One man show running @ 100% capacity. I want to stay a one man operation. Do not want the expense, overhead & headaches of employees and additional equipment.

I could be the only one that does not want to show up in a search engine. Have any of you pulled your "snow plow" page down?


----------



## grandview (Oct 9, 2005)

You can always tell them your booked. When you do that ,they might not be able to see your other services.


----------



## thelettuceman (Nov 23, 2010)

Web site is still up. I just deleted that one page.


----------



## 1olddogtwo (Aug 6, 2007)

Change the number to 716 684 7165.


----------



## grandview (Oct 9, 2005)

But of they were looking at your webpage for plowing they might see your other services. Now you don;t show up and they don't see what else you offer, Don't be paranoid.


----------



## grandview (Oct 9, 2005)

1olddogtwo;1924698 said:


> Change the number to 716 684 7165.


Buy into my franchise


----------



## maxwellp (Feb 16, 2013)

I leave it there all the time. I am Booked Full but --------- Like the call I just got - they are leaving for a month and need the snow cleaned off. I have 24 hour after it stops to do it. So that mean the next day or last, But I will not get any complaints from them.


----------



## thelettuceman (Nov 23, 2010)

I could the page back up and link to Grandview's website ... wait ... I'll ruin my reputation !!!


----------



## Snow tracker (Jan 31, 2014)

So lettuce man, I can't help but think " what if there is a bigger fish out there" is there someone willing to pay double for your service?

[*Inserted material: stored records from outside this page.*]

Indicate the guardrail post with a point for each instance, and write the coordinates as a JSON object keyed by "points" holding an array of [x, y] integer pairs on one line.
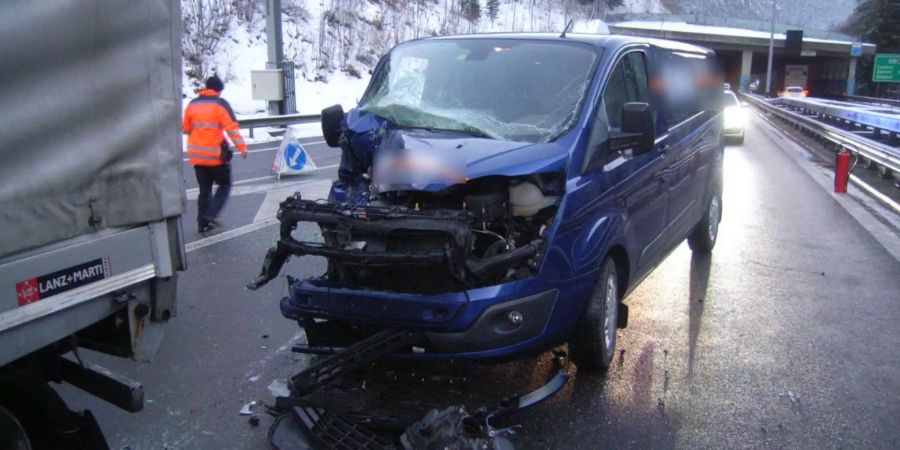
{"points": [[841, 171]]}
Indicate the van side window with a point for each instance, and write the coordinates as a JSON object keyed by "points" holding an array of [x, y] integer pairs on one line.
{"points": [[627, 83]]}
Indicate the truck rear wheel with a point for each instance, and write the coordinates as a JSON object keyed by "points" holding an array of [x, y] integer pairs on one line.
{"points": [[594, 343], [12, 434]]}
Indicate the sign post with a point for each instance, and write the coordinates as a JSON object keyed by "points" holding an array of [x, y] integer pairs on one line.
{"points": [[887, 68]]}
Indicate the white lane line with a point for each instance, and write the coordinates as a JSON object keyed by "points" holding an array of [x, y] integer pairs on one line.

Is that one client out there that happens to be filthy rich? If you delete it you may never know. What is the harm in creating a desire to be your client by telling callers your extra full? Create your own demand.


----------



## JimMarshall (Jan 25, 2013)

I would leave it up. Potential client finds your site and calls you.

PC: "I'd like to hire you to do my snow removal"

Lettuce: "I'm sorry ma'am but I'm already booked for the season. I cannot take on any more clients without risking not providing good service to everyone"

PC: "Oh, ok. Thank You" *click"

PC: (Thinking to herself while looking at your website) "He must do good work at reasonable prices. I see here he also does (X service that PC anticipates needing in the spring). I think I'll try him back then.


----------



## Derek'sDumpstersInc (Jul 13, 2014)

JimMarshall;1926996 said:


> I would leave it up. Potential client finds your site and calls you.
> 
> PC: "I'd like to hire you to do my snow removal"
> 
> ...


Ding ding ding. X2 on this one.


----------



## Antlerart06 (Feb 28, 2011)

Im book my rate doubles 


I can always make room for yearly contracts They ask for a price on there drive and there lawn. I will take it no matter if I'm book on snow Summer time is where the money is


----------



## thelettuceman (Nov 23, 2010)

Working on putting it back up now


----------



## thelettuceman (Nov 23, 2010)

Page is back up. Not really the page that I want. The page designer does not work the way I want it to. Has a mind of it's own


----------